John Kerry 370 (photo credit: REUTERS/Jason Reed)
John Kerry 370
(photo credit: REUTERS/Jason Reed)
The indefatigable US Secretary of State John Kerry is slated to return to the region this week in yet another push to restart Israeli-Palestinian peace talks. And Kerry’s visit seems to coincide with a certain softening of stances, at least according to selected media reports.
Channel 2 reported on Monday that Palestinian Authority President Mahmoud Abbas was prepared to return to the negotiating table without any preconditions.
Until now the Palestinians have demanded a settlement freeze, the release of Palestinian prisoners and assurances that the borders of a future Palestinian will be based on the 1949 Armistice lines.

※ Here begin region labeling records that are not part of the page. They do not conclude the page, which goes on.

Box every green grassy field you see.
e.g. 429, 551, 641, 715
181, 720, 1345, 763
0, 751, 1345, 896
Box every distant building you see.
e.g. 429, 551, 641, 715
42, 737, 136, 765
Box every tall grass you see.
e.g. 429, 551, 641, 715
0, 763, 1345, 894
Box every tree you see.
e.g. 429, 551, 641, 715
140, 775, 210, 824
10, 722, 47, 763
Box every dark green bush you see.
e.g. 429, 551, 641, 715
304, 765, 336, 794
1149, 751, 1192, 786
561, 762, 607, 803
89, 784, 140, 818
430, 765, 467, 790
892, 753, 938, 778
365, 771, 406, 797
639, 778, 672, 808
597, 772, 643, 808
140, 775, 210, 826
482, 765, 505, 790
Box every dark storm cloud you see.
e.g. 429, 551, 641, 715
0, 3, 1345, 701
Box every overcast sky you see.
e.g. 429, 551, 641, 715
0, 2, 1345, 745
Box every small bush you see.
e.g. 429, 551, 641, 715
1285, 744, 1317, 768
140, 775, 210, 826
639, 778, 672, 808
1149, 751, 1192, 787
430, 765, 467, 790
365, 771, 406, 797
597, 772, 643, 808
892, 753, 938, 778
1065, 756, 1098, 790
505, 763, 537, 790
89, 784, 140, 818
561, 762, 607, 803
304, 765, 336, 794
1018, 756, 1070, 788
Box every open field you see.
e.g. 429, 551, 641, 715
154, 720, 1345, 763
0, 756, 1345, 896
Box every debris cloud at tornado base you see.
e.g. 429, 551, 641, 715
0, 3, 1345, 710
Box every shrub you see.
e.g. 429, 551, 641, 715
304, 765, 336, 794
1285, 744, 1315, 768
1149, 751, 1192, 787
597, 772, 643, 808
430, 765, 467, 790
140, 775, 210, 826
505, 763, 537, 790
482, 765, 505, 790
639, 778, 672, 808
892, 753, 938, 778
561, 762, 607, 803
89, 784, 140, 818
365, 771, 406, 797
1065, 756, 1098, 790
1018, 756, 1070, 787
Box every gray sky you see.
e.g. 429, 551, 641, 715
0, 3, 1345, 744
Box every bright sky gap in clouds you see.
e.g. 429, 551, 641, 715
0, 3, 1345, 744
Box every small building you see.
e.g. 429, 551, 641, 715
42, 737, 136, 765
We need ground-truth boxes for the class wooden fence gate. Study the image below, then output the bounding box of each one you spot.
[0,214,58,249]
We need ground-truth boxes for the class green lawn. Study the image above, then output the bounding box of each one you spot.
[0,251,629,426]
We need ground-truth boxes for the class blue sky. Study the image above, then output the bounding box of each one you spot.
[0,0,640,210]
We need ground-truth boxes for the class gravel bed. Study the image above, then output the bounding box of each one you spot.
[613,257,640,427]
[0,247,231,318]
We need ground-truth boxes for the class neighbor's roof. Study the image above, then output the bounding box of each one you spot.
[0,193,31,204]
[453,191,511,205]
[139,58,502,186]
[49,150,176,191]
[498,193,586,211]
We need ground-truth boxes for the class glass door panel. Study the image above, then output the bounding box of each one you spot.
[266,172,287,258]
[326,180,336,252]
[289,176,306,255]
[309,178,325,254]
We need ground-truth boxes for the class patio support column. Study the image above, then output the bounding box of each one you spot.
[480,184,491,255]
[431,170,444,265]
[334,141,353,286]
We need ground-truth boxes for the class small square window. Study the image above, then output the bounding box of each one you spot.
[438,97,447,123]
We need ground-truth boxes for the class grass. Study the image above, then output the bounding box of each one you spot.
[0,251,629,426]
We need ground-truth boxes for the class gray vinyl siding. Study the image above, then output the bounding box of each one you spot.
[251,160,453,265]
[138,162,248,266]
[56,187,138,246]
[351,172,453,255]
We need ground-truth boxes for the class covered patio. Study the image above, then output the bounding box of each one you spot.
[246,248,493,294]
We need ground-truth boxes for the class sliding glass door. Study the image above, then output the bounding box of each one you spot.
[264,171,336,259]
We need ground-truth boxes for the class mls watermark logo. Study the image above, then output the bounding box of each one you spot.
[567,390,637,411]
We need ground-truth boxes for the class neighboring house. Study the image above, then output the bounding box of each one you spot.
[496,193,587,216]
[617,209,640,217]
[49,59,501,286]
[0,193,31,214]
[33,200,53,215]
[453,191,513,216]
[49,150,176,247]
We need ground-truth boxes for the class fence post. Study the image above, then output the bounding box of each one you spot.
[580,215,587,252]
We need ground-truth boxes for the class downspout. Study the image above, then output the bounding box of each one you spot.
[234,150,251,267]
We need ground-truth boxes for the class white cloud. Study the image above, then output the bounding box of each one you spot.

Ma’ariv reported that Prime Minister Binyamin Netanyahu might be willing to make concessions to facilitate the beginning of direct negotiations with the Palestinians after a break of nearly three years. Israel is reportedly willing to impose a limited building freeze outside major settlement blocs and release some Palestinian prisoners arrested before the signing of the 1993 Oslo Accords.
Shortly after the reports, based on unnamed sources, however, both sides were quick to dampen expectations.
Saeb Erekat, chief negotiator for the PLO, told Army Radio on Tuesday he knew nothing of any Israeli gestures regarding a building freeze or the release of prisoners. And in Jerusalem, government sources expressed skepticism about Palestinian willingness to enter negotiations without any preconditions.
Immense pressure is being brought to bear on both sides by the Americans who do not want to see Kerry’s efforts fail. Neither side wants to be the one blamed for torpedoing talks.
Yet, even if Palestinians and Israelis are brought together – say in a tent placed at a point equidistant from Ramallah and Jerusalem like the one Netanyahu suggested in a recent interview with The Washington Post – finding common ground on key issues such as Palestinian refugees, the future of settlement blocs such as Ariel and Ma’aleh Adumin, Jerusalem and security arrangements will be much harder.
At a time when the region is in turmoil, even those in the government who, like Netanyahu, favor, at least in principle, some kind of two-state solution are rightly wary. The rockets being fired from Gaza Strip at Jewish towns in the South in recent days are a reminder of what happened after Israel dismantled its settlements in Gaza, removed its soldiers and gave Palestinians limited autonomy.
Unless the government is vigilant, the same sort of scenario could easily repeat itself in the West Bank.
Palestinians would control areas located just a few kilometers from strategically sensitive sites such as Ben-Gurion Airport. A Hamas takeover of the West Bank is a real possibility, particularly at a time when like-minded Muslim Brotherhood-affiliated parties have risen to power in Egypt and Tunisia, are leading the opposition to Basher Assad’s Alawite regime in Syria and are the biggest threat to the stability of King Abdullah’s regime in Jordan.
The PA’s incessant incitement against Israel, such as the glorification of terrorists who murdered innocent civilians, combined with widespread PA corruption, the violent bullying of dissidents who dare to criticize any of the PA’s policies – including its ongoing military cooperation with Israel – are pushing more Palestinians in the West Bank into the arms of Hamas.
Hamas offers a less corrupt alternative to the PA.
And supporting Hamas lacks the internal contradictions and hypocrisy of backing a regime that cooperates with Israel, at least on security issues that help the PA monopolize the use of force in the West Bank, while at the same time vilifying the Jewish state and calling for boycotts, divestments and sanctions.
While many, if not most, Israelis believe in principle that a two-state solution is the only way to ensure that the country remains both Jewish and democratic, the realities on the ground are scary. Memories are still vivid of how previous attempts at peace in 1993 (Oslo) and in 2000 (Camp David) deteriorated into waves of terrorist attacks.
Unsurprisingly, Israelis are wary of going down that road again. Kerry should keep this in mind as he returns to the region this week.